O procurador da República Camões Boaventura deu parecer pela determinação de abstenção de qualquer comemoração relativa ao golpe de 1964, que instaurou a ditadura militar no País, e pediu que a ordem judicial ‘não se abstenha a 2020, para expurgar de vez do imaginário estatal nacional celebrações desse viés’. No documento, o procurador aponta que o agente público que ‘despreza as atrocidades’ do regime de exceção de durou até 1985 – marcado por censura e tortura – tem conduta que ‘foge da ética, é desleal e eivada de má-fé’.
Boaventura pede ainda uma ‘atuação rápida e enérgica do Poder Judiciário’ para ‘cessar escalada de tentativas vis de reavivamento de práticas estatais autoritárias’ observadas no País.
A manifestação foi apresentada neste sábado, 4, no âmbito de uma ação popular proposta pela Deputada Federal Natália Bonavides que pede liminar para retirar do site do Ministério da Defesa, documento que exaltava o golpe de 1964 como ‘marco para a democracia brasileira’. O parecer de Boaventura é favorável à retirada do conteúdo.
“Toda e qualquer iniciativa estatal de celebrar o regime ditatorial, minimizar a gravidade do período ou reescrever a história, além de contrariar o texto constitucional e o sistema protetivo internacional de direitos humanos, é contraditória com reconhecimentos e confissões anteriores do Estado brasileiro.
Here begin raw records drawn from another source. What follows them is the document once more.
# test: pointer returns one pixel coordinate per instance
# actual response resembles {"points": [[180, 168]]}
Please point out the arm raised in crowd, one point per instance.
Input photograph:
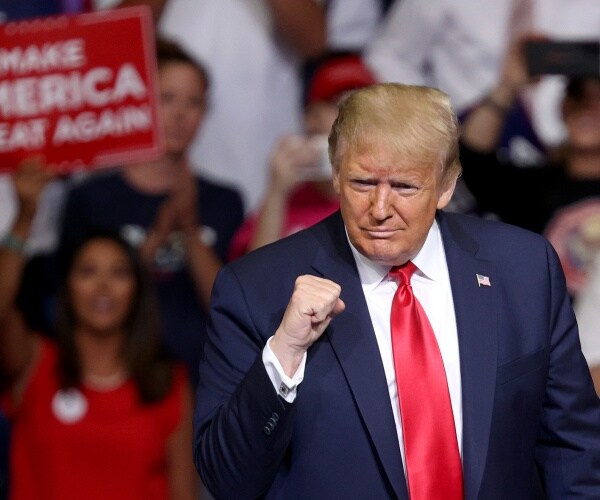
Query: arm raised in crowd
{"points": [[483, 125], [302, 24], [180, 212], [17, 347]]}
Trata-se de uma reiteração de graves lesões às vítimas diretas do regime, a elas impondo novos sofrimentos. Cuida-se, ainda, de sonegar de toda uma sociedade o usufruto do direito fundamental à memória e verdade. Dedica-se, por fim, em incutir em todo um corpo social a aflição de um possível reavivamento de um estado de exceção”, afirma o procurador no parecer.
Boaventura considerou que a ordem do dia assinada pelos ministro da Defesa, Fernando Azevedo e Silva, e pelos comandantes das Forças Armadas e questionada pela deputada Natália Bonavides, é reiteração de conduta violadora, tendo em vista que em 2019, a Justiça Federal determinou à União que se abstivesse de comemorar o aniversário de 55 anos do golpe que instaurou regime de exceção no País.
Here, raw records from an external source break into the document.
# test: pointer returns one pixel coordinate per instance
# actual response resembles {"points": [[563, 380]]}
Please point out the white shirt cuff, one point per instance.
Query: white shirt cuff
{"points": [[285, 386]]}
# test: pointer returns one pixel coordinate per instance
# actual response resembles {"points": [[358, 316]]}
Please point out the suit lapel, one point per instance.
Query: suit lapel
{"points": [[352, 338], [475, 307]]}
“A reprodução da herança colonial e autoritária pelas instituições nacionais só será efetivamente desbaratada mediante a implementação de uma Justiça de Transição que se afigure como uma política de Estado, não de governos específicos, e para tanto se faz necessário o desenvolvimento de uma pedagogia pela cidadania que reflita sobre o passado, realize direitos e reinvente as instituições, por via da consolidação de uma agenda educacional que seja capaz de formar agentes públicos (incluídos os magistrados) com criticidade suficiente para a plena efetivação dos direitos humanos, que reclama não apenas retórica, mas uma prática intransigente”, pondera ainda o procurador.